The psalmist was right. There is only one solution to this: “Exalt the Lord. He alone is holy.” The psalmist was right. It took the Son. It took the King. It took the Shepherd to die for the sheep to redeem a whole family of sons and daughters to establish this kingly rule. We are told now by Paul in 1 Corinthians 15 that all of God’s authority is mediated through Christ.
Do you realize that? All of God’s providence in your life; all of God’s providence in Kabul, Afghanistan; all of God’s providence in Lagos, Nigeria; all of God’s providence in the farthest reaches of the universe is mediated through Christ, for Paul says he must reign until he has put all of his enemies under his feet, and the last enemy that will be destroyed is death itself.

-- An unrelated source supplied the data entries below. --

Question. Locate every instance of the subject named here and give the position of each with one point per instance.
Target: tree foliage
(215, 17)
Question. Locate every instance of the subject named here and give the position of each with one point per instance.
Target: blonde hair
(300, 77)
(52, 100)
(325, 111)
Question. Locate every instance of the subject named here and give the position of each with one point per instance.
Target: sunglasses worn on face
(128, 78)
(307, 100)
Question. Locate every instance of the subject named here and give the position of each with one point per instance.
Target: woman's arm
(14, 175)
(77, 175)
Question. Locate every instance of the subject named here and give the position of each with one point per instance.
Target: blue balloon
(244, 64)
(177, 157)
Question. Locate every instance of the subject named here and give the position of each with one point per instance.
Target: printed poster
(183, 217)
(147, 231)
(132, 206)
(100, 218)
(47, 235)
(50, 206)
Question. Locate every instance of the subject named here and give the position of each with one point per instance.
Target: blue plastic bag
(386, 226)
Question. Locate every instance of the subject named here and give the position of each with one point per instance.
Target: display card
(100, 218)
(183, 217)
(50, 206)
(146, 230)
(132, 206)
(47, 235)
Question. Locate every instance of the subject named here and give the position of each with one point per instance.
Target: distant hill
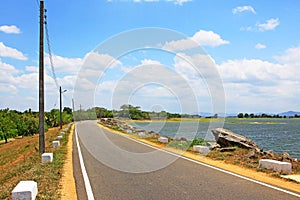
(289, 113)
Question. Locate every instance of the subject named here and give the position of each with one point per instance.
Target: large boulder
(227, 138)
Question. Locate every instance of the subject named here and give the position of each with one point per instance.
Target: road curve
(182, 179)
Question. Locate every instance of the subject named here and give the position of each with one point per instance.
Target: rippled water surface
(277, 134)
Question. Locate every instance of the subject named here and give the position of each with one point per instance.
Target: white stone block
(142, 134)
(47, 157)
(278, 166)
(163, 139)
(25, 190)
(55, 143)
(129, 131)
(201, 149)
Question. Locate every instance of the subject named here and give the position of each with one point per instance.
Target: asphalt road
(111, 175)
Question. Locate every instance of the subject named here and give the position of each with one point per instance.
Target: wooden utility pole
(60, 108)
(41, 82)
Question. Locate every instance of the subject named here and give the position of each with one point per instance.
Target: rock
(252, 154)
(227, 138)
(270, 154)
(163, 139)
(285, 157)
(275, 165)
(212, 145)
(201, 149)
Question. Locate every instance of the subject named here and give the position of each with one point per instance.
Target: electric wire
(50, 53)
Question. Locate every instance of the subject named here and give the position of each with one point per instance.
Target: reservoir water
(280, 135)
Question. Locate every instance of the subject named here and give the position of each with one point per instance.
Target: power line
(49, 51)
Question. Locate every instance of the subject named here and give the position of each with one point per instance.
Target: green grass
(22, 161)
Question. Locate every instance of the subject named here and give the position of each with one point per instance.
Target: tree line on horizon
(127, 111)
(246, 115)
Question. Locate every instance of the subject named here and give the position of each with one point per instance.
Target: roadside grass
(20, 160)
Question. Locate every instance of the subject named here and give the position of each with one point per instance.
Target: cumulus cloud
(64, 64)
(200, 38)
(6, 51)
(273, 85)
(260, 46)
(270, 24)
(240, 9)
(175, 2)
(10, 29)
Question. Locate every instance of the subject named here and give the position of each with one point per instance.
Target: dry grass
(20, 160)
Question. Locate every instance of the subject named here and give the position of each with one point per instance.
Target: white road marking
(87, 184)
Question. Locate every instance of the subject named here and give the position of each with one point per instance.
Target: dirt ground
(68, 187)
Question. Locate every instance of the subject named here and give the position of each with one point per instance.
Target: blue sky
(255, 46)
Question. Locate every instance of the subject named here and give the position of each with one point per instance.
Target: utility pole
(73, 106)
(41, 82)
(60, 108)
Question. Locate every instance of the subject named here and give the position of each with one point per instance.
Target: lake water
(277, 134)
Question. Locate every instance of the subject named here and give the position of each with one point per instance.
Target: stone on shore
(201, 149)
(47, 157)
(275, 165)
(227, 138)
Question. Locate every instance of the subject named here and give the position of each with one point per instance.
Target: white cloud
(31, 69)
(175, 2)
(240, 9)
(6, 51)
(260, 46)
(64, 64)
(270, 24)
(262, 86)
(200, 38)
(95, 60)
(291, 57)
(10, 29)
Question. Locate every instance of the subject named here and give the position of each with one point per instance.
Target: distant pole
(60, 108)
(41, 82)
(73, 106)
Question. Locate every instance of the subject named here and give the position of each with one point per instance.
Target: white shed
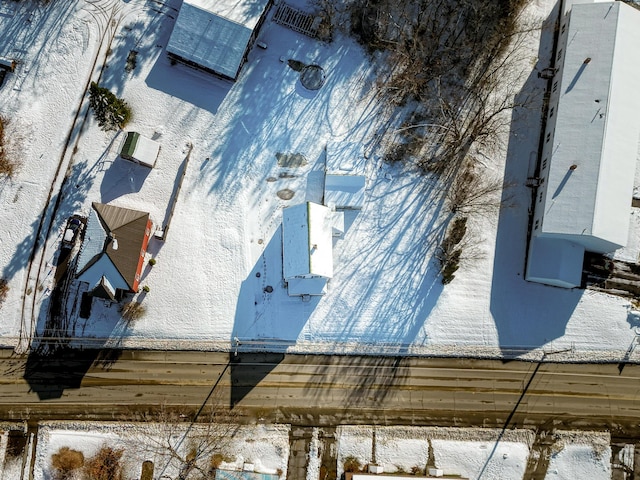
(216, 35)
(140, 149)
(345, 179)
(307, 248)
(590, 147)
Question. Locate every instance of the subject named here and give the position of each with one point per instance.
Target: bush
(105, 465)
(352, 464)
(218, 458)
(110, 111)
(133, 311)
(450, 250)
(4, 289)
(65, 461)
(7, 167)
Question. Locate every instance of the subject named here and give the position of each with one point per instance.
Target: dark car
(74, 226)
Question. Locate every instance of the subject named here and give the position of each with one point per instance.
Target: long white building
(590, 150)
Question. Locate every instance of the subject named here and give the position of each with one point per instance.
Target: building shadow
(49, 372)
(264, 311)
(248, 369)
(202, 90)
(527, 315)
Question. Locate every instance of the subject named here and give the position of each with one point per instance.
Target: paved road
(324, 390)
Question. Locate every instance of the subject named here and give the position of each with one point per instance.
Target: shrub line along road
(324, 390)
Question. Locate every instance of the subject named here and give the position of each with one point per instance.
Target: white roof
(215, 33)
(597, 125)
(345, 179)
(555, 261)
(307, 245)
(146, 151)
(104, 267)
(344, 191)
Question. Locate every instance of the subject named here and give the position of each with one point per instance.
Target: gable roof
(123, 242)
(307, 241)
(595, 143)
(215, 33)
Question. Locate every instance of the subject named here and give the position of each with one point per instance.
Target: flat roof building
(307, 248)
(590, 148)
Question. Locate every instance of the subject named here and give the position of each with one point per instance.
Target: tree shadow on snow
(121, 178)
(527, 315)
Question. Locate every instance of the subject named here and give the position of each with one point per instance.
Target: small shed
(555, 261)
(216, 35)
(139, 149)
(307, 248)
(345, 179)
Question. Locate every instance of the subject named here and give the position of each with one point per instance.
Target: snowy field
(468, 453)
(205, 293)
(473, 453)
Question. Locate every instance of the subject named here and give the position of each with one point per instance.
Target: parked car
(74, 227)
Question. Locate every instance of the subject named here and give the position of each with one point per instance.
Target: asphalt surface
(322, 390)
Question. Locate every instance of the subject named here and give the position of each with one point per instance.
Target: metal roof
(307, 241)
(595, 143)
(215, 34)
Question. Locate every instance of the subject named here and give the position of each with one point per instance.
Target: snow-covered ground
(470, 453)
(265, 447)
(386, 295)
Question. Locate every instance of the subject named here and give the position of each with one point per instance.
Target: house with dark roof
(113, 250)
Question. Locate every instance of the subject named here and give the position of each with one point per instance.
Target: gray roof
(123, 235)
(215, 33)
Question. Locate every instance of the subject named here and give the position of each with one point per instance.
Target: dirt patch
(291, 160)
(285, 194)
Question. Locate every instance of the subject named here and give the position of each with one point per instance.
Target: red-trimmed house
(113, 250)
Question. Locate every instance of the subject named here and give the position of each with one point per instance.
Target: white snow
(579, 458)
(266, 446)
(385, 296)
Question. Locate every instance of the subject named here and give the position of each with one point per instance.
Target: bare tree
(190, 446)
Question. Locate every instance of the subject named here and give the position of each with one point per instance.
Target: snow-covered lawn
(473, 453)
(205, 292)
(264, 446)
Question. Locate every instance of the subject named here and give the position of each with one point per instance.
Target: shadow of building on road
(527, 315)
(50, 372)
(247, 370)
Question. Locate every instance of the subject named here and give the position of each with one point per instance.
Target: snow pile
(223, 248)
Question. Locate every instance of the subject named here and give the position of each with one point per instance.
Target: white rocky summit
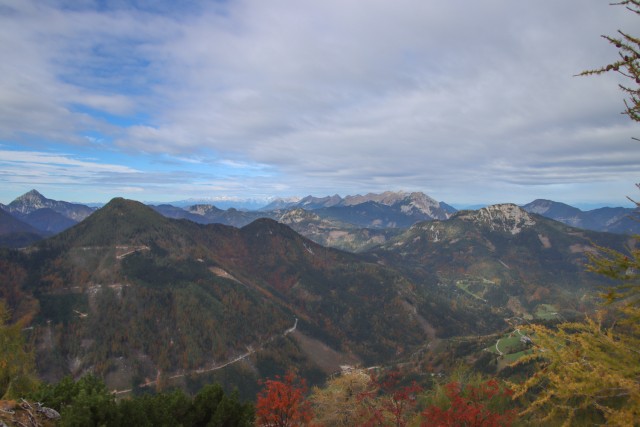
(506, 217)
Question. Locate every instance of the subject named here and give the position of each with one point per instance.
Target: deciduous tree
(281, 403)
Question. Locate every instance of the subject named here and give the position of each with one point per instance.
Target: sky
(468, 102)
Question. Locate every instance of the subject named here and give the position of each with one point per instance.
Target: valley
(147, 301)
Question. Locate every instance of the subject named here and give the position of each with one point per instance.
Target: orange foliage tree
(471, 406)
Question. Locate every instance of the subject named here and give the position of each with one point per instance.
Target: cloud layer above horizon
(466, 101)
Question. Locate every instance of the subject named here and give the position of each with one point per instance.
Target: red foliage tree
(281, 403)
(396, 403)
(471, 407)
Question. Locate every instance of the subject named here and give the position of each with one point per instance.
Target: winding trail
(214, 368)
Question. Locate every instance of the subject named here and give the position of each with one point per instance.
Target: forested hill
(128, 293)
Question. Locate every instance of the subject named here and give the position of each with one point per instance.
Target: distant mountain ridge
(33, 200)
(613, 220)
(45, 216)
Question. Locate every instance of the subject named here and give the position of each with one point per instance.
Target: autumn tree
(17, 366)
(281, 403)
(590, 371)
(340, 402)
(472, 404)
(628, 64)
(391, 404)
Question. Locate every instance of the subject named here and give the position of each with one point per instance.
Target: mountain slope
(613, 220)
(129, 287)
(15, 233)
(32, 201)
(501, 260)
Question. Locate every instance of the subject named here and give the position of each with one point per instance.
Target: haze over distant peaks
(613, 220)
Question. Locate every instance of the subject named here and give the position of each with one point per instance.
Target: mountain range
(613, 220)
(141, 299)
(353, 223)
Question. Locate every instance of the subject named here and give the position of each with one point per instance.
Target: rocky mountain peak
(203, 209)
(29, 202)
(506, 217)
(298, 215)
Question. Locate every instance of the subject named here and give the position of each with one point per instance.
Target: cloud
(328, 96)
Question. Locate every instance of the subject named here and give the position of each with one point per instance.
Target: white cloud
(334, 96)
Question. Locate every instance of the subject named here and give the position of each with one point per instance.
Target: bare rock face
(33, 201)
(506, 217)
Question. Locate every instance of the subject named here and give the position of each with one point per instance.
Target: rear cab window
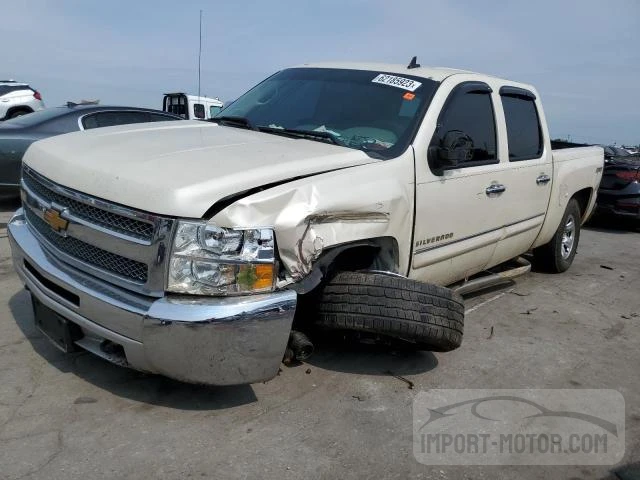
(112, 118)
(524, 134)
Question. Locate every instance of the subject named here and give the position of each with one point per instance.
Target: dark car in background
(18, 133)
(619, 192)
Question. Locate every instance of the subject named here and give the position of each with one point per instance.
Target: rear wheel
(428, 316)
(557, 255)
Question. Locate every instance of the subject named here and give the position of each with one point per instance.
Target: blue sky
(583, 56)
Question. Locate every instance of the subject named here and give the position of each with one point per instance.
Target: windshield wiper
(310, 134)
(233, 121)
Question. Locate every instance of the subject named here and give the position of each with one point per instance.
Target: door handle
(495, 188)
(543, 179)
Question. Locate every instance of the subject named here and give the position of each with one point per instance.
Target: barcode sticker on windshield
(400, 82)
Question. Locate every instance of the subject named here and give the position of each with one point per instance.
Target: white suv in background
(191, 107)
(18, 99)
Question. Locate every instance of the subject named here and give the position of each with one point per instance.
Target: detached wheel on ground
(557, 255)
(429, 316)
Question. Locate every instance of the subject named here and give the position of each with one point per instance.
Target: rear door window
(524, 134)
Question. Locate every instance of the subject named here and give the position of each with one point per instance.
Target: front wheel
(557, 255)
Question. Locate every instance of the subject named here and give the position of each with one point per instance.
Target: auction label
(400, 82)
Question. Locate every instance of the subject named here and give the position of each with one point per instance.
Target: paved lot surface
(77, 416)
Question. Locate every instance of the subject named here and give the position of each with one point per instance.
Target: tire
(557, 255)
(428, 316)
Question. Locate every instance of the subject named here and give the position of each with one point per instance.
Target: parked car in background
(17, 134)
(18, 99)
(619, 192)
(611, 151)
(191, 107)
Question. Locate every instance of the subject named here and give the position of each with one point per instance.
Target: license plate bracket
(60, 331)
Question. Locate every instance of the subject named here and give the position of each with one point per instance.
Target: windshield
(371, 111)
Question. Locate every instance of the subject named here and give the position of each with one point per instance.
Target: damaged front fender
(318, 212)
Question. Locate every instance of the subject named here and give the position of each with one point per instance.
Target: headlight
(209, 260)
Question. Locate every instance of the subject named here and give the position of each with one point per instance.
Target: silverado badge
(53, 218)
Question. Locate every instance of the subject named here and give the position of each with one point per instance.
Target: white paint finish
(179, 168)
(183, 168)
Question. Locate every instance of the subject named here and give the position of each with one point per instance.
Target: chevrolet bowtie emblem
(53, 218)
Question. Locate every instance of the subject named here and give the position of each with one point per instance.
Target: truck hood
(180, 168)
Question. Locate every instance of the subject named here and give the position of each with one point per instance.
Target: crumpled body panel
(318, 212)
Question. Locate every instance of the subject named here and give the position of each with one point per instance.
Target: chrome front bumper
(216, 341)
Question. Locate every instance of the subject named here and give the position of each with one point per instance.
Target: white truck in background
(357, 197)
(191, 107)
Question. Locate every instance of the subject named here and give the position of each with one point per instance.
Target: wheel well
(583, 198)
(370, 254)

Small wonder Jesus says before the words of the Great Commission, “All authority is given to me in heaven and on earth.” Oh, he is the King. His reign is still contested, but he is the King. And one day, there will no longer be any contest at all. None. And then we will see the fulfillment of all our prayers when we have prayed times without number across the centuries, “Your kingdom come, your will be done, on earth as it is in heaven.”
That, of course, is why Christians today can put up with sickness and suffering and bereavement and loss and discouragement. Because they still trust their King. This King, who is not only trustworthy because of his stature as God, his sovereignty, his goodness, his justice, but also trustworthy because he has loved us even to the cross.
He promises to bring in the consummated kingdom, prompting Christians in every century to lift their voices and cry, “Yes. Even so, come, Lord Jesus.” “Your Kingdom come, your will be done, on earth as it is in heaven.” May it be so. World without end. Amen.